The strengthening of rupee against the US dollar last week has halted the rally in the gold futures contract traded on the Multi Commodity Exchange (MCX). The contract recorded a high of ₹27,245 per 10 gm on Thursday and has reversed lower from there. It is currently trading near ₹26,950. Immediate support is at ₹26,900 – the 21-day moving average and the next support is at ₹26,770 – the 200-day moving average. A dip to test these supports is possible in this week. Whether the contract breaks below ₹26,770 or not will decide its next trend. Traders can stay out of the market at the moment.

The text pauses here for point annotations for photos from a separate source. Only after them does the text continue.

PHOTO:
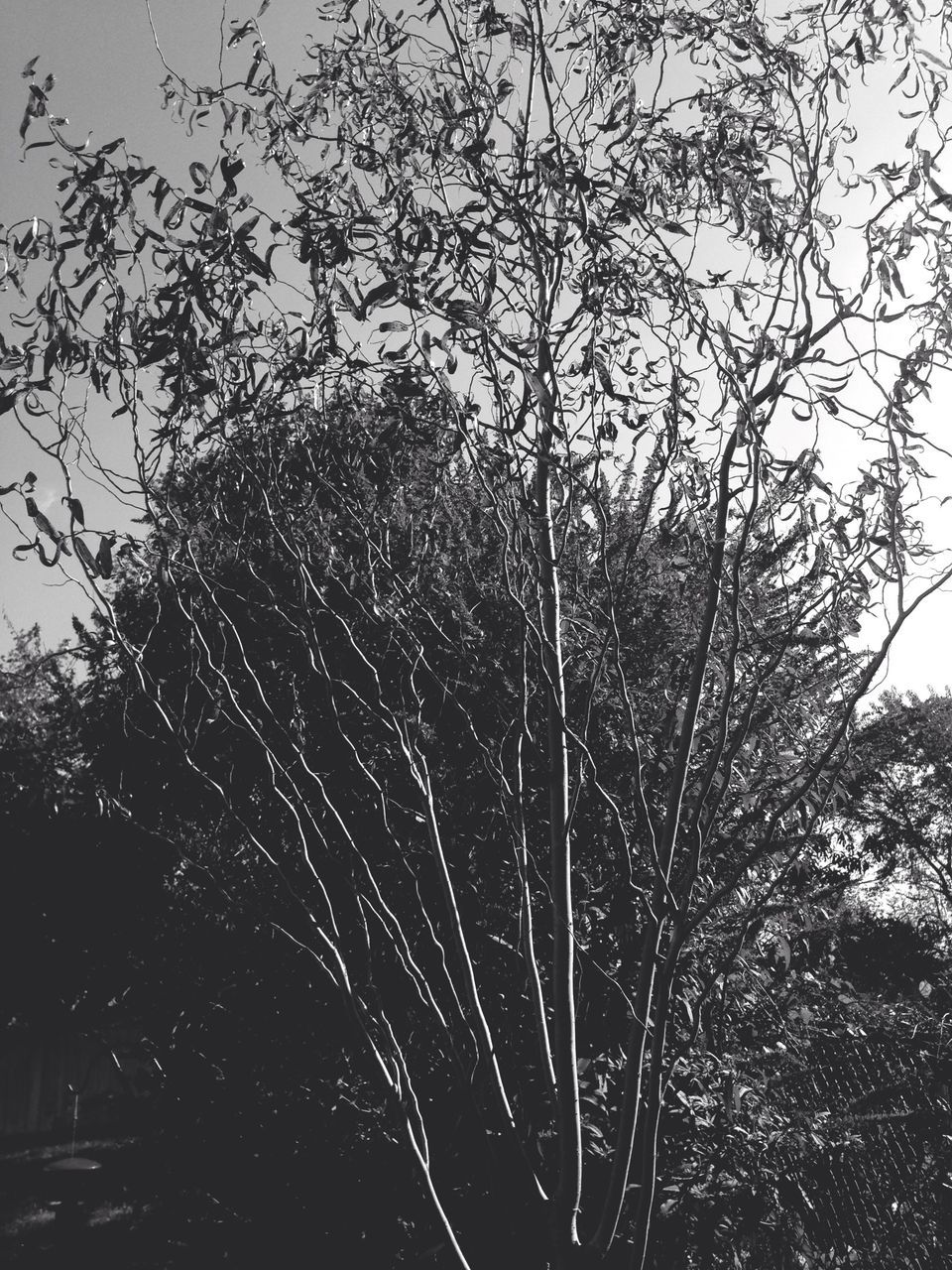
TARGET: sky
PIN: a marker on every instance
(104, 58)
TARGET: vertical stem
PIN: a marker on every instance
(631, 1097)
(652, 1110)
(567, 1111)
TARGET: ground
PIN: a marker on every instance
(140, 1220)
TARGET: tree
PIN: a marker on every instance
(898, 810)
(407, 644)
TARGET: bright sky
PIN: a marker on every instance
(108, 70)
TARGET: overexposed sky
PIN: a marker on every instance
(107, 66)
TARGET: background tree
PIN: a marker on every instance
(391, 705)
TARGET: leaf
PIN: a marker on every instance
(75, 509)
(85, 557)
(377, 296)
(104, 557)
(199, 176)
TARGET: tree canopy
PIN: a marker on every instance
(490, 606)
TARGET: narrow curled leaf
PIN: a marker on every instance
(104, 556)
(85, 557)
(75, 509)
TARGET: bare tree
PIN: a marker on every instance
(590, 272)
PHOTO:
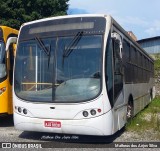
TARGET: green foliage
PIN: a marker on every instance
(13, 13)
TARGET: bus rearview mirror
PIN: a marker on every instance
(118, 38)
(11, 40)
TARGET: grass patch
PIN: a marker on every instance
(147, 119)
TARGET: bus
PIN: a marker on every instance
(6, 70)
(79, 74)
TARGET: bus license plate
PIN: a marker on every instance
(54, 124)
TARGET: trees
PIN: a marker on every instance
(13, 13)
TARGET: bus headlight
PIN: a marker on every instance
(85, 113)
(93, 112)
(24, 111)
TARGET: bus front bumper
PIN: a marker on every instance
(101, 125)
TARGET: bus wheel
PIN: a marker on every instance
(129, 110)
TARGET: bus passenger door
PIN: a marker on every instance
(118, 79)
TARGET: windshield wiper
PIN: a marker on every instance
(72, 44)
(43, 47)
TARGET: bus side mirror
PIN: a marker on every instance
(11, 40)
(3, 71)
(118, 38)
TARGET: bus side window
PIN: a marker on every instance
(118, 76)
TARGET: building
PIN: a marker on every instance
(150, 45)
(132, 35)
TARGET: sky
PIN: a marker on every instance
(142, 17)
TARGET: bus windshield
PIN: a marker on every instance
(59, 69)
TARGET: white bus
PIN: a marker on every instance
(79, 74)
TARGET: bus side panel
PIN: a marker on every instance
(4, 97)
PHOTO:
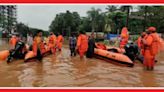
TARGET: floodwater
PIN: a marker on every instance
(61, 70)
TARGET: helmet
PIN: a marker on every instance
(151, 29)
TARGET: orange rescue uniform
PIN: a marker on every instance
(38, 44)
(52, 43)
(60, 40)
(82, 44)
(151, 48)
(13, 42)
(124, 37)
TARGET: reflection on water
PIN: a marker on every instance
(62, 70)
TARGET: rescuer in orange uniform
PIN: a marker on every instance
(60, 41)
(140, 43)
(13, 41)
(52, 42)
(124, 37)
(151, 47)
(38, 45)
(82, 44)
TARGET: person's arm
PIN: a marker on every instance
(78, 42)
(148, 41)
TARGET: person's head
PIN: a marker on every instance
(151, 30)
(13, 36)
(39, 33)
(143, 34)
(92, 35)
(51, 33)
(81, 32)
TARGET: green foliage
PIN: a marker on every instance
(65, 23)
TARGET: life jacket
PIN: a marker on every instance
(52, 39)
(82, 42)
(154, 47)
(60, 38)
(13, 41)
(139, 42)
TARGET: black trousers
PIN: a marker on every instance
(73, 52)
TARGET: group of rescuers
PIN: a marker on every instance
(148, 44)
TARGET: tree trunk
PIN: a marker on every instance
(127, 19)
(145, 18)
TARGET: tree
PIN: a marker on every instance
(65, 23)
(127, 10)
(93, 15)
(111, 8)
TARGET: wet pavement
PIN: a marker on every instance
(61, 70)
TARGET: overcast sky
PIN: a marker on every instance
(40, 16)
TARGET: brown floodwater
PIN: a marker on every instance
(61, 70)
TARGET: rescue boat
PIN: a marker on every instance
(112, 54)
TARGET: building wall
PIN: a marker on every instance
(8, 18)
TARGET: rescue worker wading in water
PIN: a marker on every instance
(60, 41)
(82, 44)
(52, 42)
(38, 45)
(150, 48)
(13, 41)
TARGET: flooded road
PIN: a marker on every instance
(61, 70)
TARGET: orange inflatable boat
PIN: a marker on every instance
(30, 56)
(4, 54)
(112, 54)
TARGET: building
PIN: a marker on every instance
(8, 18)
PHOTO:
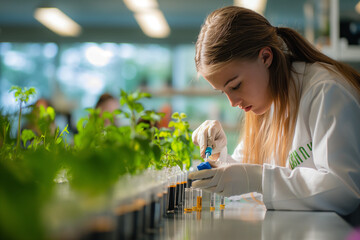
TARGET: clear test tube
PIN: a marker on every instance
(178, 192)
(194, 198)
(188, 200)
(184, 181)
(199, 200)
(222, 202)
(171, 194)
(212, 201)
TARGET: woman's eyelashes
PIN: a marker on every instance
(236, 87)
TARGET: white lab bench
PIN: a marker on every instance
(251, 220)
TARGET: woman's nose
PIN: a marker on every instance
(232, 101)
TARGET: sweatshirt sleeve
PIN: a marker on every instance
(333, 117)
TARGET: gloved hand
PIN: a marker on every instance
(229, 180)
(210, 134)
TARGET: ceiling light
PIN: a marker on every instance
(153, 23)
(357, 7)
(140, 5)
(255, 5)
(57, 21)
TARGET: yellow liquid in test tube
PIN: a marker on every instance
(199, 203)
(222, 203)
(188, 210)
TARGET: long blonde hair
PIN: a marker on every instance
(233, 33)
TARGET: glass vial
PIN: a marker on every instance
(222, 202)
(188, 200)
(194, 199)
(199, 200)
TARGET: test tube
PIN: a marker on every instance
(222, 202)
(199, 200)
(178, 192)
(184, 181)
(194, 199)
(188, 200)
(172, 194)
(212, 201)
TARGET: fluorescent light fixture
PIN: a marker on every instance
(57, 21)
(357, 7)
(255, 5)
(153, 23)
(140, 5)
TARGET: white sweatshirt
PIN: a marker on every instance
(323, 168)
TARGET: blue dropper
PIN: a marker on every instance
(206, 164)
(208, 152)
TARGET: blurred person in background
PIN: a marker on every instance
(109, 103)
(300, 142)
(41, 120)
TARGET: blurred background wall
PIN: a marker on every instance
(111, 48)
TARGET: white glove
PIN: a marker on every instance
(229, 180)
(210, 134)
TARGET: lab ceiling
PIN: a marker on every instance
(111, 21)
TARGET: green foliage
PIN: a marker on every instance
(100, 154)
(22, 94)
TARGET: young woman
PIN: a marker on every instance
(300, 141)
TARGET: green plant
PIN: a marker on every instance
(22, 95)
(93, 164)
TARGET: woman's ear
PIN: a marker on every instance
(266, 56)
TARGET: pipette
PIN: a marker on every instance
(208, 152)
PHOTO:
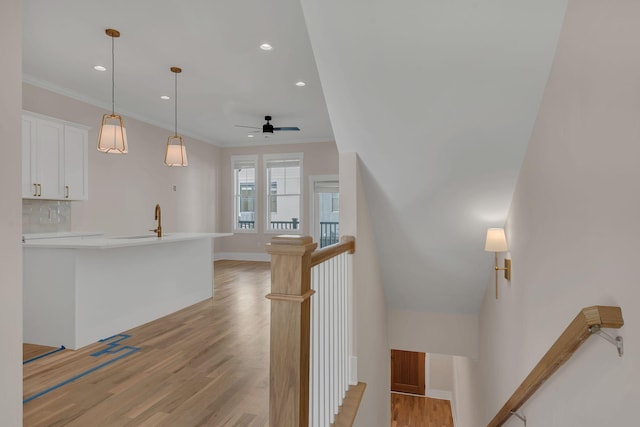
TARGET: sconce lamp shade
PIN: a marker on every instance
(176, 154)
(496, 240)
(113, 135)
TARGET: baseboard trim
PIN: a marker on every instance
(242, 256)
(353, 370)
(439, 394)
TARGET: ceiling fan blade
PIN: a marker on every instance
(250, 127)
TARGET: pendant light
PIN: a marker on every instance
(113, 135)
(176, 154)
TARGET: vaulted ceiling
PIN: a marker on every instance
(437, 97)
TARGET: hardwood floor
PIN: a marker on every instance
(206, 365)
(30, 351)
(418, 411)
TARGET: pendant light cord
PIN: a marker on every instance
(175, 109)
(113, 80)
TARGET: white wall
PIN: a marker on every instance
(465, 399)
(11, 224)
(318, 159)
(440, 372)
(124, 189)
(444, 333)
(574, 230)
(370, 320)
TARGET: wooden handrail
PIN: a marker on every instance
(292, 258)
(346, 244)
(561, 351)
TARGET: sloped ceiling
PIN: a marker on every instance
(226, 78)
(438, 98)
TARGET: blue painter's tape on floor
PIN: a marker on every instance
(112, 348)
(33, 359)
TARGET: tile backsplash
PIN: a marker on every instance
(45, 216)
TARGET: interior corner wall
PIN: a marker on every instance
(124, 189)
(370, 319)
(574, 230)
(465, 402)
(11, 224)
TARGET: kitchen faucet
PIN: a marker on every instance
(158, 230)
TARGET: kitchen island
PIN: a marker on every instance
(78, 290)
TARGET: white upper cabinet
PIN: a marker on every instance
(75, 163)
(54, 159)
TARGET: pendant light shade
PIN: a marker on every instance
(113, 135)
(176, 154)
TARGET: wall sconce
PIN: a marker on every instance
(497, 242)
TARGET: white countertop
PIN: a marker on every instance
(30, 236)
(96, 241)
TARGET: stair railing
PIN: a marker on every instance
(589, 321)
(291, 381)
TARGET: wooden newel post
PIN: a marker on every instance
(290, 330)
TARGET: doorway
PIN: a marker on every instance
(325, 209)
(407, 372)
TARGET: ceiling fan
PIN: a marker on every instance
(268, 127)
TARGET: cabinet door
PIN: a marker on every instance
(29, 177)
(75, 164)
(48, 153)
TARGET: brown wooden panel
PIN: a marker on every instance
(407, 371)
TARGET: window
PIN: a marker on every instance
(244, 192)
(284, 183)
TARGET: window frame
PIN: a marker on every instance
(266, 159)
(235, 159)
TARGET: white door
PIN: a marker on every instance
(326, 210)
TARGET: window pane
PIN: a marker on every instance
(287, 217)
(244, 190)
(283, 193)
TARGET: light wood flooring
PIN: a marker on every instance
(206, 365)
(418, 411)
(33, 350)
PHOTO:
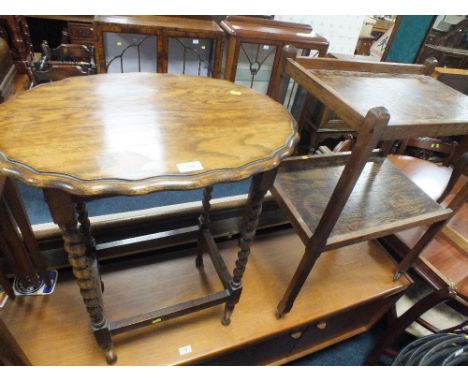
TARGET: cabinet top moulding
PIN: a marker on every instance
(272, 30)
(167, 23)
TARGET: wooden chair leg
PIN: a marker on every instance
(261, 183)
(406, 319)
(300, 276)
(203, 224)
(376, 120)
(84, 264)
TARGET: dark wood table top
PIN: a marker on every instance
(418, 104)
(383, 201)
(409, 98)
(141, 132)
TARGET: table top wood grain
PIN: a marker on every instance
(127, 133)
(418, 104)
(383, 200)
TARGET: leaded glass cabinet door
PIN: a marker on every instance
(254, 66)
(191, 56)
(130, 52)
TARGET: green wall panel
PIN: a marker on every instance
(409, 37)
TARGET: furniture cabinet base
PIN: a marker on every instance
(348, 290)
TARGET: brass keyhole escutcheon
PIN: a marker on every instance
(254, 68)
(322, 325)
(297, 335)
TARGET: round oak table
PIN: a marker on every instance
(133, 134)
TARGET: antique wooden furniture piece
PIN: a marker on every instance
(122, 139)
(18, 246)
(14, 30)
(443, 265)
(255, 336)
(259, 42)
(198, 39)
(7, 71)
(361, 197)
(66, 60)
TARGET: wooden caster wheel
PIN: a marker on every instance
(226, 321)
(111, 357)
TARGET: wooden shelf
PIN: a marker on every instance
(383, 201)
(418, 104)
(349, 289)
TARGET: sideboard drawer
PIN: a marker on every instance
(353, 321)
(81, 32)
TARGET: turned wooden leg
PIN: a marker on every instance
(85, 228)
(258, 188)
(62, 208)
(300, 276)
(204, 224)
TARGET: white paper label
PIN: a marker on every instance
(189, 166)
(185, 350)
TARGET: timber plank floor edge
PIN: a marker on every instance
(54, 329)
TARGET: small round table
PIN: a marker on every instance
(133, 134)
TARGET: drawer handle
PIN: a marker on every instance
(322, 325)
(297, 335)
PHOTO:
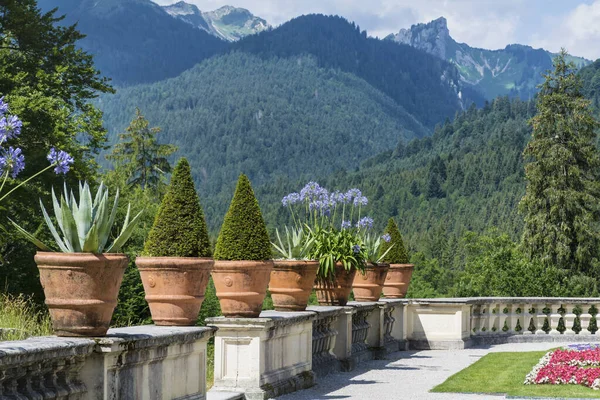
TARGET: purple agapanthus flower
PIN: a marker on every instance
(361, 201)
(12, 160)
(365, 222)
(290, 199)
(62, 160)
(353, 193)
(3, 106)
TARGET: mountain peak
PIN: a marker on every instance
(228, 22)
(433, 37)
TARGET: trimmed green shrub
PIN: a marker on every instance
(179, 229)
(398, 254)
(243, 235)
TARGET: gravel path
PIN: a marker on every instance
(406, 375)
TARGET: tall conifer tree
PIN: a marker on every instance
(561, 205)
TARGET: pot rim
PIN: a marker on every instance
(79, 254)
(175, 258)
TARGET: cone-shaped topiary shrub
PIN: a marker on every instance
(179, 229)
(243, 235)
(397, 254)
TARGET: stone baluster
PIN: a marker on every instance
(360, 330)
(476, 319)
(584, 319)
(388, 324)
(493, 319)
(504, 320)
(529, 317)
(554, 319)
(569, 319)
(540, 318)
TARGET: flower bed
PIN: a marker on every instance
(575, 364)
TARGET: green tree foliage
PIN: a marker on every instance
(135, 41)
(49, 83)
(140, 155)
(240, 113)
(397, 254)
(179, 229)
(243, 235)
(409, 76)
(560, 206)
(496, 266)
(590, 77)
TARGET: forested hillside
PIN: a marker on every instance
(426, 86)
(135, 41)
(267, 118)
(591, 83)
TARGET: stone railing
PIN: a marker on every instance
(504, 317)
(279, 352)
(143, 362)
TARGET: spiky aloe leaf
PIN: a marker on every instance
(39, 244)
(83, 215)
(71, 236)
(57, 211)
(64, 246)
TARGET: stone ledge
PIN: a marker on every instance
(267, 319)
(139, 337)
(43, 348)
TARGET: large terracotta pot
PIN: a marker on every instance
(368, 285)
(174, 287)
(291, 283)
(81, 290)
(241, 286)
(335, 292)
(397, 281)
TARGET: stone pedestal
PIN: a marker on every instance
(142, 362)
(264, 357)
(438, 324)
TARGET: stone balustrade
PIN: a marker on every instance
(143, 362)
(279, 352)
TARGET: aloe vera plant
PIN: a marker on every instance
(85, 226)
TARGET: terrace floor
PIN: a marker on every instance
(406, 375)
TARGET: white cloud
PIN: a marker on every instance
(490, 24)
(578, 32)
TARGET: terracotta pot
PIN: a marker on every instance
(367, 286)
(335, 292)
(291, 283)
(174, 287)
(241, 286)
(397, 281)
(81, 290)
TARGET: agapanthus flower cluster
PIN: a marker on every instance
(318, 206)
(12, 160)
(568, 366)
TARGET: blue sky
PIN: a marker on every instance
(551, 24)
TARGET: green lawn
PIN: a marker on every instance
(504, 373)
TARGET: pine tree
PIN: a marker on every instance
(397, 254)
(179, 229)
(561, 206)
(243, 235)
(141, 155)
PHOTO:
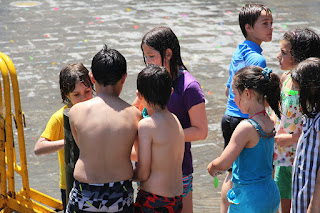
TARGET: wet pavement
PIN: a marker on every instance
(43, 36)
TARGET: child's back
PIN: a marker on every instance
(161, 145)
(106, 128)
(167, 148)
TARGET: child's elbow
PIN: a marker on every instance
(221, 165)
(143, 177)
(204, 133)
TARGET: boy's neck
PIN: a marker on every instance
(249, 38)
(109, 90)
(155, 109)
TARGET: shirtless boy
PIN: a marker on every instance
(160, 147)
(104, 129)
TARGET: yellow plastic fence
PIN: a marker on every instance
(27, 199)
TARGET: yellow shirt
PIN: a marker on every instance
(54, 132)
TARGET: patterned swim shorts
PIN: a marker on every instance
(108, 197)
(149, 202)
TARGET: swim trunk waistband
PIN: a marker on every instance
(110, 197)
(149, 202)
(187, 184)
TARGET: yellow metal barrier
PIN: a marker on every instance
(27, 199)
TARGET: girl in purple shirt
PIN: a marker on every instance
(160, 46)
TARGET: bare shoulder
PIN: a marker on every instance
(146, 124)
(244, 130)
(284, 77)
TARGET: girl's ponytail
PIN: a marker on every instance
(272, 93)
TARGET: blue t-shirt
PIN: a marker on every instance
(248, 53)
(254, 164)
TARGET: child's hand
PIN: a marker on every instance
(285, 140)
(211, 171)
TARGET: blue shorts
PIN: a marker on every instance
(262, 197)
(187, 184)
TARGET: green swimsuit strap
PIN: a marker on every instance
(287, 90)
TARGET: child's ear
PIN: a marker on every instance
(92, 78)
(248, 28)
(123, 79)
(138, 95)
(168, 54)
(247, 92)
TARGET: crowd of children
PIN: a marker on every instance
(271, 127)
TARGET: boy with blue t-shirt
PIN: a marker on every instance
(255, 21)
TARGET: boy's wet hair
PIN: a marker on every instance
(307, 74)
(251, 77)
(305, 43)
(161, 39)
(155, 85)
(69, 76)
(249, 14)
(108, 66)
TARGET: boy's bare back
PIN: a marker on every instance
(161, 144)
(104, 128)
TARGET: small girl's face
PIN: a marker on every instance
(80, 93)
(285, 57)
(151, 55)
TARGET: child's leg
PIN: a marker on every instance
(226, 186)
(187, 203)
(283, 180)
(187, 194)
(63, 198)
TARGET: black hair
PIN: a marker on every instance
(161, 39)
(268, 86)
(249, 14)
(69, 76)
(108, 66)
(305, 43)
(155, 84)
(307, 74)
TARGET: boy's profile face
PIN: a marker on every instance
(80, 93)
(262, 29)
(285, 57)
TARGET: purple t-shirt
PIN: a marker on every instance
(187, 93)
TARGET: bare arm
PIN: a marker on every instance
(199, 123)
(143, 170)
(314, 206)
(45, 146)
(136, 102)
(134, 151)
(72, 115)
(242, 135)
(227, 91)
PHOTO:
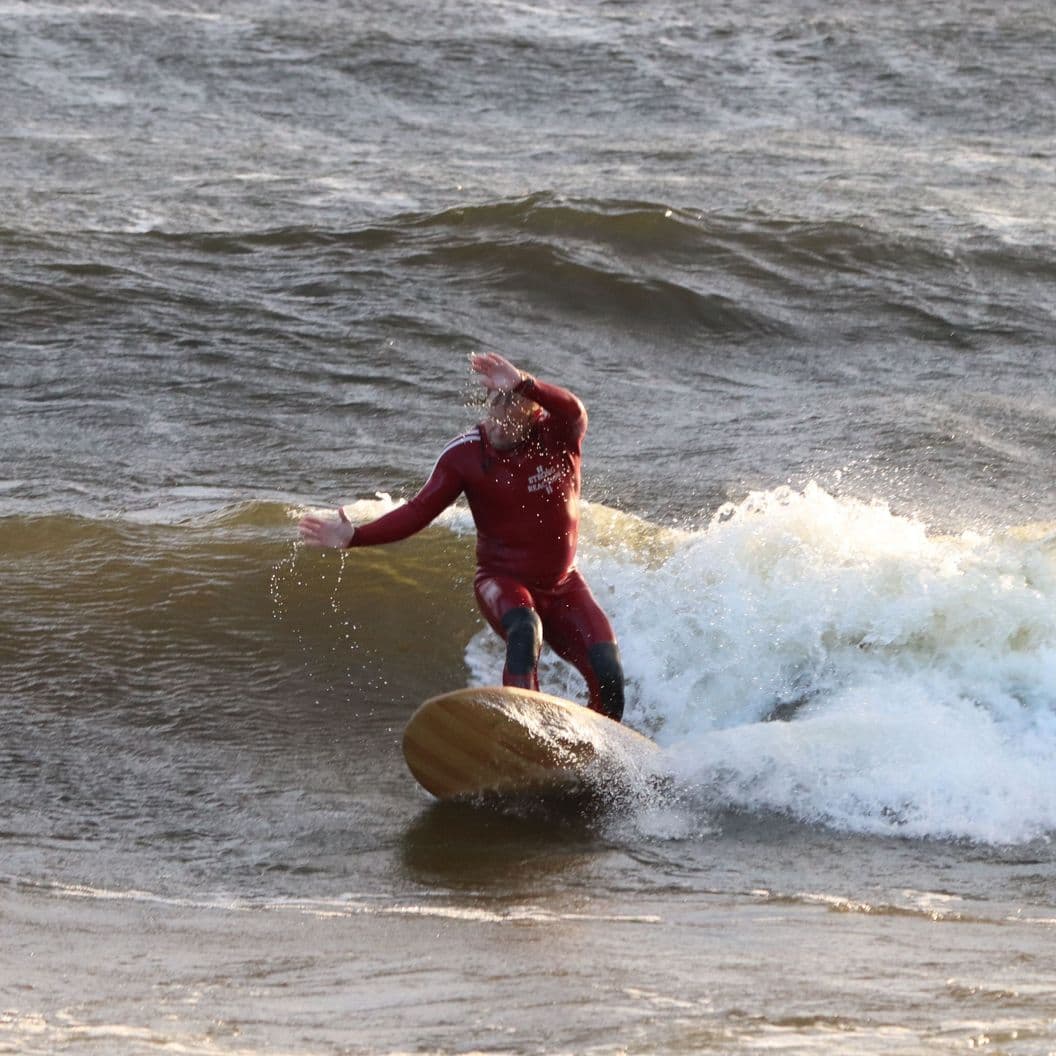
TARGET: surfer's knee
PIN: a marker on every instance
(524, 640)
(604, 659)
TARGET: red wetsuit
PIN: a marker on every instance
(525, 505)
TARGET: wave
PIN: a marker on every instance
(799, 654)
(652, 267)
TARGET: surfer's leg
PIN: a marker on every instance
(577, 628)
(508, 606)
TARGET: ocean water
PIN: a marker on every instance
(796, 259)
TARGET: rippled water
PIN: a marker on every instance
(799, 267)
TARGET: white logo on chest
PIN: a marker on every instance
(544, 478)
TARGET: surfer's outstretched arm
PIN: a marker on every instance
(440, 490)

If the contract reverses higher from ₹26,700 then a rise to ₹27,000 or even to ₹27,500 could be possible. In such a scenario, traders can go long at ₹26,850. Stop-loss can be kept at ₹26,450 for the target of ₹27,350. On the other hand, if the contract breaks below ₹26,770 it can fall to ₹26,500 immediately. A further break below ₹26,500 will be bearish for the next target of ₹26,000.
On the global front, the spot gold ($1,193/ounce) has come off sharply after recording a high of $1,206 on Thursday. Technically, the 200-day moving average has halted the rally last week that had begun from around $1,175 levels. Support is at $1,185. Whether this support is getting breached or not will decide the next leg of move. A break below it can take the spot price lower to $1,175 and $1,170 once again. On the other hand, a reversal from $1,185 can take the price higher to $1,200. A strong break and close above the 200-day moving average resistance at $1,206 is required to increase the bullish momentum for the next targets of $1,220 and $1,230.
Note: The recommendations are based on technical analysis. There is a risk of loss in trading.